Yes, Association management can communicate details once a tentative agreement is reached. However, they cannot tell them how to vote or influence voting.

There is a legal difference between a “Sweetheart Contract” and an “Interim Agreement”.

In an “Interim Agreement”, the Union may offer some signatory contractors an agreement that allows that contractor’s employees to work during a strike. Under this arrangement a member commits to retroactively complying with whatever agreement is eventually negotiated with the Association. While an Interim Agreement would be considered a kind of “Sweetheart Deal” it is not legally considered a “Sweetheart Contract.” However, these kinds of agreements can interfere with membership. A “Sweetheart Contract” is a contract made through collusion between management and labor representatives which contains terms beneficial to management and unfavorable to union workers. It is also referred to as a "Sweetheart Agreement". It is an agreement suiting some but not others arrived at secretly to benefit some at the expense of the rest, especially an industrial agreement between union and management representatives that is not in the workers’ best interest.

Sweetheart contracts were outlawed by the Federal Taft-Hartley Act and prohibited employers from establishing company-sponsored labor organizations. The term implies less favorable conditions of employment than could be obtained under a legitimate collective bargaining relationship.

In the context of NCPFC negotiations, it could be viewed as an agreement that provides some employers with contract terms less favorable to union members than the contract with Association contractors. However, such an agreement would not be a violation of the National Labor Relations Act absent evidence of corruption or other employer control of the union.

In order to prevent “Interim Agreements” from interfering with membership, the Association should consider the following:

  • Solidarity Agreement” prevents members from signing an Interim Agreement and imposes a substantial monetary penalty for doing so. A Solidarity Agreement is something the Association may want to consider either now or in the future.
     
  • Associations can also include a Most-Favored Nations (MFN) Provision in the CBA. This is a provision that the Union will provide the Association with copies of CBA’s with all other signatory employers within 10 days of receiving a written request from the Association.
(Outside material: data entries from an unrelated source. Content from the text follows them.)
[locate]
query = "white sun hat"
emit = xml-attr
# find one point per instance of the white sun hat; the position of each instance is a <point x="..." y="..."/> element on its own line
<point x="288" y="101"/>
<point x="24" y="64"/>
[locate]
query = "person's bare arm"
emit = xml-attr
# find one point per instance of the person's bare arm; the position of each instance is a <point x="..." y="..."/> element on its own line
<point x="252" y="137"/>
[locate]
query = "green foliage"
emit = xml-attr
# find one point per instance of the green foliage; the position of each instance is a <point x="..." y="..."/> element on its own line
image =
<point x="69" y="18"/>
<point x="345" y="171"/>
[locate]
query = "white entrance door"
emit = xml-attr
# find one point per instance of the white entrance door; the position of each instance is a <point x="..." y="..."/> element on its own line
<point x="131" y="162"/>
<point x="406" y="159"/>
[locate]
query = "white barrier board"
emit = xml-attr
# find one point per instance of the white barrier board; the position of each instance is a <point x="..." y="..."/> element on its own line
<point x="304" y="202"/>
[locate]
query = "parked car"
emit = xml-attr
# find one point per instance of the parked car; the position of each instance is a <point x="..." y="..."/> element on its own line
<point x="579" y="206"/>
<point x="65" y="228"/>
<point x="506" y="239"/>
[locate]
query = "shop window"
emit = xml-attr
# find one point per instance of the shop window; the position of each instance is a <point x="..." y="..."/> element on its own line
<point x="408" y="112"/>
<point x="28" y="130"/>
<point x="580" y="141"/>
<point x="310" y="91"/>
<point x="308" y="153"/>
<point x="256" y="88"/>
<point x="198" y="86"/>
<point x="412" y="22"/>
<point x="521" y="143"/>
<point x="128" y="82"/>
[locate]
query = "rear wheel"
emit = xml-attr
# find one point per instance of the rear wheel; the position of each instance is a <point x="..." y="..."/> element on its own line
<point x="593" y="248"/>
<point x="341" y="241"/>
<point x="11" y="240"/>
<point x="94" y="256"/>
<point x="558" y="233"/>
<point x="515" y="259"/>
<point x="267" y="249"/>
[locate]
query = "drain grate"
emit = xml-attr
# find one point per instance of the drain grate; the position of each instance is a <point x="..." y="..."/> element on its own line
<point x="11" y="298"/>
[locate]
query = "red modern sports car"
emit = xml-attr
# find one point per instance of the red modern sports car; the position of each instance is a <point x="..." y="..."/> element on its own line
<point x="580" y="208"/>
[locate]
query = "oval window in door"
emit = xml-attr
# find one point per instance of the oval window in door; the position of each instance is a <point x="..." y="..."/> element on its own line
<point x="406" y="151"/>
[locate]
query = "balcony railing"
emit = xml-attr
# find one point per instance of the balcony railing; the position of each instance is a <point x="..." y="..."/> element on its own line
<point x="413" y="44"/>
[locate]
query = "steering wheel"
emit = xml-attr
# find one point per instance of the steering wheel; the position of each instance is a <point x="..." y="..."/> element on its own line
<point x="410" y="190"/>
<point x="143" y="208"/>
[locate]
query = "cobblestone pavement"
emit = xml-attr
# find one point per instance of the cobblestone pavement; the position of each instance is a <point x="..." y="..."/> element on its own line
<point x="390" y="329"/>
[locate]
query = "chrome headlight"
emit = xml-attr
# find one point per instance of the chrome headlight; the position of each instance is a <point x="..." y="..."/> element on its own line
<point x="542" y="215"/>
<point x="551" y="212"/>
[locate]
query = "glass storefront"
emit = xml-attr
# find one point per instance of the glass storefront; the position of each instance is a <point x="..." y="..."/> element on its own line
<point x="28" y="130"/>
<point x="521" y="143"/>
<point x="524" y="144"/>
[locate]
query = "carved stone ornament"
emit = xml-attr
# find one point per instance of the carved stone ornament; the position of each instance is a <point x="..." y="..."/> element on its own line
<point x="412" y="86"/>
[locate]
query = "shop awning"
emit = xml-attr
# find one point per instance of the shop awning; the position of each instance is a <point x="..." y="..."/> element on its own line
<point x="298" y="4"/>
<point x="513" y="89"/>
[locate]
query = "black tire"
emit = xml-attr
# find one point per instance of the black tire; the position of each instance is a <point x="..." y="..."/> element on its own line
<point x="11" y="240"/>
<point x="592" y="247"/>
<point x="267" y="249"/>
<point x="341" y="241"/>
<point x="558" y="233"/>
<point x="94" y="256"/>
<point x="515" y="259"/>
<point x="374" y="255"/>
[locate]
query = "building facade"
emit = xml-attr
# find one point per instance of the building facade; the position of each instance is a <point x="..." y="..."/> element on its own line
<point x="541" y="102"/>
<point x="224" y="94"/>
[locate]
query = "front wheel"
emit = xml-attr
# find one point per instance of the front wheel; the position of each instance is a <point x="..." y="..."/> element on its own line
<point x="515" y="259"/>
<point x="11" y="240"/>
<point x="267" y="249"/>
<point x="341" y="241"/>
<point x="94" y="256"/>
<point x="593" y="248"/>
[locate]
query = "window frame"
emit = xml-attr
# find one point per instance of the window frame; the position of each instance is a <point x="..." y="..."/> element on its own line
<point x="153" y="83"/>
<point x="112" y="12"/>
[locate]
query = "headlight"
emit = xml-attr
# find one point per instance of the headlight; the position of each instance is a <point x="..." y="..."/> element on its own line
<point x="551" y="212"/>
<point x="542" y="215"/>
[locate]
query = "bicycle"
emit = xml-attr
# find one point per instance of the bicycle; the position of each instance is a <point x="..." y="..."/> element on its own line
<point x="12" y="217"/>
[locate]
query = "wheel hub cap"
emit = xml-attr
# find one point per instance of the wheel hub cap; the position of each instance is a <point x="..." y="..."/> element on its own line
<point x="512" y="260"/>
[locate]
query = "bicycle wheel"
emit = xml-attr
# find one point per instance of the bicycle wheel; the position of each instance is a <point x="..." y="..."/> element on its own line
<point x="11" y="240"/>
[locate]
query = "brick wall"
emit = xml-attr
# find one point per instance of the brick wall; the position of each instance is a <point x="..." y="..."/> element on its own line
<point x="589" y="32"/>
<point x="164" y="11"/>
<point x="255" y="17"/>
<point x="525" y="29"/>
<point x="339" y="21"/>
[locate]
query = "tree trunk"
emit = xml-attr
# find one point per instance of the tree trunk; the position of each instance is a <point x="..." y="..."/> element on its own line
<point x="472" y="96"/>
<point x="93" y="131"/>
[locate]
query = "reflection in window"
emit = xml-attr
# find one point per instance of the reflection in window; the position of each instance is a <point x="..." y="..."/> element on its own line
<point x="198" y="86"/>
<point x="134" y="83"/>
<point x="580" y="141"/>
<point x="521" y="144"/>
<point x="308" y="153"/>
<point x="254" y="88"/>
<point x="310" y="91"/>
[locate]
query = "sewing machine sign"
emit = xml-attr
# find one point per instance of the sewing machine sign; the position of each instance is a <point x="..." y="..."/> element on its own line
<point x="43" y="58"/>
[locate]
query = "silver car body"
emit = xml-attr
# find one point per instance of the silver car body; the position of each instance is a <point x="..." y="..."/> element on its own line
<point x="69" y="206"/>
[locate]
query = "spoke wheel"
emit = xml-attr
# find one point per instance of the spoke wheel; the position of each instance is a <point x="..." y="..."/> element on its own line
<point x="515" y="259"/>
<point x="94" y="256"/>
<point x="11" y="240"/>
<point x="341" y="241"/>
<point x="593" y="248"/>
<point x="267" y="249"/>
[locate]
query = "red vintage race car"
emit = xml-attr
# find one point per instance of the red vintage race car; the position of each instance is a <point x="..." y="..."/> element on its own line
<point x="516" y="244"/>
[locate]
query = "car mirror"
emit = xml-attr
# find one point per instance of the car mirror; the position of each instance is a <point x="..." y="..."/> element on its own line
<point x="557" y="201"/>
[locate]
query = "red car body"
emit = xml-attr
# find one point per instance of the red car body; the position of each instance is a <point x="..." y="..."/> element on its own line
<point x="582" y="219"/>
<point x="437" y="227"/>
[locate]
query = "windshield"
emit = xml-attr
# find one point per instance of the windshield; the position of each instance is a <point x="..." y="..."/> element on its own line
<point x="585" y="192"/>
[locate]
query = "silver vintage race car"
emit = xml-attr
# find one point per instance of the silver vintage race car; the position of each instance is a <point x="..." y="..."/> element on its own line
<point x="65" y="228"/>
Even without a Most-Favored Nations clause, the Association can request copies of Agreements with its Association members, but an MFN gives the Association the greatest legal leverage.

NCPFC CBA language regarding Interim Agreements:
There is no language in the CBA regarding Interim Agreements as of March 1, 2020.

NCPFC Bylaws language regarding Interim Agreements:

NCPFC Bylaws (9.3) “Any active members that sign an Interim Agreement during Collective Bargaining negotiations will not be allowed to vote on the ratification of any CBA negotiated by the Association and may be expelled from membership in the Association by majority vote of the membership at a duly called meeting.”